Em 7 de julho, o comitê executivo do COI reverteu temporariamente a decisão de suspender as atividades do Comitê Olímpico Russo, dizendo que os atletas não deveriam ser responsabilizados pelas ações de seu governo.

Os países apelaram à exclusão dos órgãos governamentais do Erasmus+, o programa da UE para apoiar a educação, a formação, a juventude e o desporto, e outros regimes de apoio financeiro. Eles não especificaram quanto o financiamento poderia ser afetado.

“O respeito pelos direitos humanos, o Estado de direito e as relações pacíficas entre os países estão entre os princípios fundamentais subjacentes ao desporto internacional e ao movimento olímpico”, escreveram na carta.

A World Aquatics defendeu a sua decisão de permitir que atletas russos e bielorrussos compitam em competições mundiais de esportes aquáticos usando seus próprios uniformes, bandeiras e hinos.

“A World Aquatics acredita firmemente que atletas de todas as nacionalidades devem ter o direito de participar com segurança nas nossas competições e isso foi refletido na decisão do World Aquatics Bureau em 13 de abril de 2026”, disse a Reuters.

“Esta posição é partilhada pela nossa comunidade atlética, pelo COI e por outras federações internacionais.”
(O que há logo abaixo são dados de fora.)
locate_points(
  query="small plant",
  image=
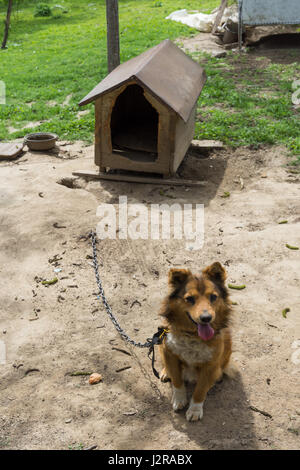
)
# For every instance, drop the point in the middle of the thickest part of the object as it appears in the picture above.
(42, 9)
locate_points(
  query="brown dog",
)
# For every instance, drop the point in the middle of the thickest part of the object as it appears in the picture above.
(197, 346)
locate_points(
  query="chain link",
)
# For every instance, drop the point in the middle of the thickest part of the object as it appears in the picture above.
(148, 344)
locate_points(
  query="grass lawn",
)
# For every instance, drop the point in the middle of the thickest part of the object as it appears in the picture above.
(53, 62)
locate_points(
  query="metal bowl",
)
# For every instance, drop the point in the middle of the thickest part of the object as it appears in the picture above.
(40, 140)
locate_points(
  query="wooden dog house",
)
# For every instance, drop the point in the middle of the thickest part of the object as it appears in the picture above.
(145, 111)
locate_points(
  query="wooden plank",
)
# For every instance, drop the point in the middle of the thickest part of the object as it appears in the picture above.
(219, 16)
(9, 150)
(139, 179)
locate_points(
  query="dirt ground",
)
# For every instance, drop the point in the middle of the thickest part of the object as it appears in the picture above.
(51, 332)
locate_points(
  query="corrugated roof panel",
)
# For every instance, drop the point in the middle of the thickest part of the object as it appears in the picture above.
(166, 71)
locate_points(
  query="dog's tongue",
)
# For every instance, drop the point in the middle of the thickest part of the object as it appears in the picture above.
(205, 332)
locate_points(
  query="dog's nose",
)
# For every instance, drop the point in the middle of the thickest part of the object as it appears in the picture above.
(205, 317)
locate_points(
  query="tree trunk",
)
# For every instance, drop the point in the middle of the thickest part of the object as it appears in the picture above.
(113, 47)
(7, 23)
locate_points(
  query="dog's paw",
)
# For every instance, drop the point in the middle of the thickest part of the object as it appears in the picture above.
(195, 411)
(164, 376)
(179, 398)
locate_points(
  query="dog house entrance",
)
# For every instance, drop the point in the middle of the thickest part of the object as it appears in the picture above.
(134, 126)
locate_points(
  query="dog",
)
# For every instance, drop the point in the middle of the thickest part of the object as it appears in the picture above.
(198, 345)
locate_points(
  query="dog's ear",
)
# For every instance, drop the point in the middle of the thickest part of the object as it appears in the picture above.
(177, 277)
(215, 272)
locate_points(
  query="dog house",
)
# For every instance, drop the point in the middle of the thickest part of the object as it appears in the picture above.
(145, 111)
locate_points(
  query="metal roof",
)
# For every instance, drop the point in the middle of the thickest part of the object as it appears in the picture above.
(166, 71)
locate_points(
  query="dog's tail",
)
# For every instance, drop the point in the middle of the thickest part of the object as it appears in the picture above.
(231, 369)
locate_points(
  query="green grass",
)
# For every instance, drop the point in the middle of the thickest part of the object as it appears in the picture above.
(51, 58)
(249, 105)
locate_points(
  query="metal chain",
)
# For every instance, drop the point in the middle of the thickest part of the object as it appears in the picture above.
(105, 303)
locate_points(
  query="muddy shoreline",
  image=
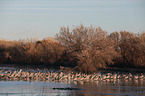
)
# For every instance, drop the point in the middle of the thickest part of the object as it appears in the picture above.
(108, 69)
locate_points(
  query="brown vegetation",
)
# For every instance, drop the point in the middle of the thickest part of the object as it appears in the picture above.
(83, 48)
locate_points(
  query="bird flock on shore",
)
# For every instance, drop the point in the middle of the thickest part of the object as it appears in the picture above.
(31, 75)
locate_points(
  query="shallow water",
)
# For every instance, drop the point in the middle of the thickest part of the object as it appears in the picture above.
(109, 87)
(97, 88)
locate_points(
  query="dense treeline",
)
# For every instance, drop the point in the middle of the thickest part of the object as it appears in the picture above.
(83, 48)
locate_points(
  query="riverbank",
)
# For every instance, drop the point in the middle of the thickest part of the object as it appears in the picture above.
(11, 73)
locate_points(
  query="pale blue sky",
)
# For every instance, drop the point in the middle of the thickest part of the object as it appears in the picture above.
(22, 19)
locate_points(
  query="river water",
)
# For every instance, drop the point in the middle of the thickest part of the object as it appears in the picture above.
(110, 87)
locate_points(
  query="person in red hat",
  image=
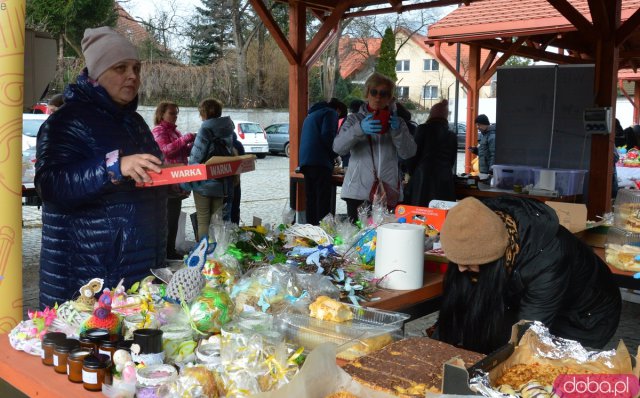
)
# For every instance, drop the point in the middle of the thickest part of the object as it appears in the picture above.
(510, 260)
O COI e a FIE, que em junho permitiram que atletas russos e bielorrussos competissem sob os seus símbolos nacionais, não responderam imediatamente aos pedidos de comentários.

Os nove países afirmaram que permitir o regresso dos atletas russos e bielorrussos às competições ignora a realidade de os atletas ucranianos não poderem treinar em igualdade de condições.

A Rússia afirmou então que a decisão do COI deveria abrir caminho para o retorno total dos atletas russos ao cenário esportivo internacional.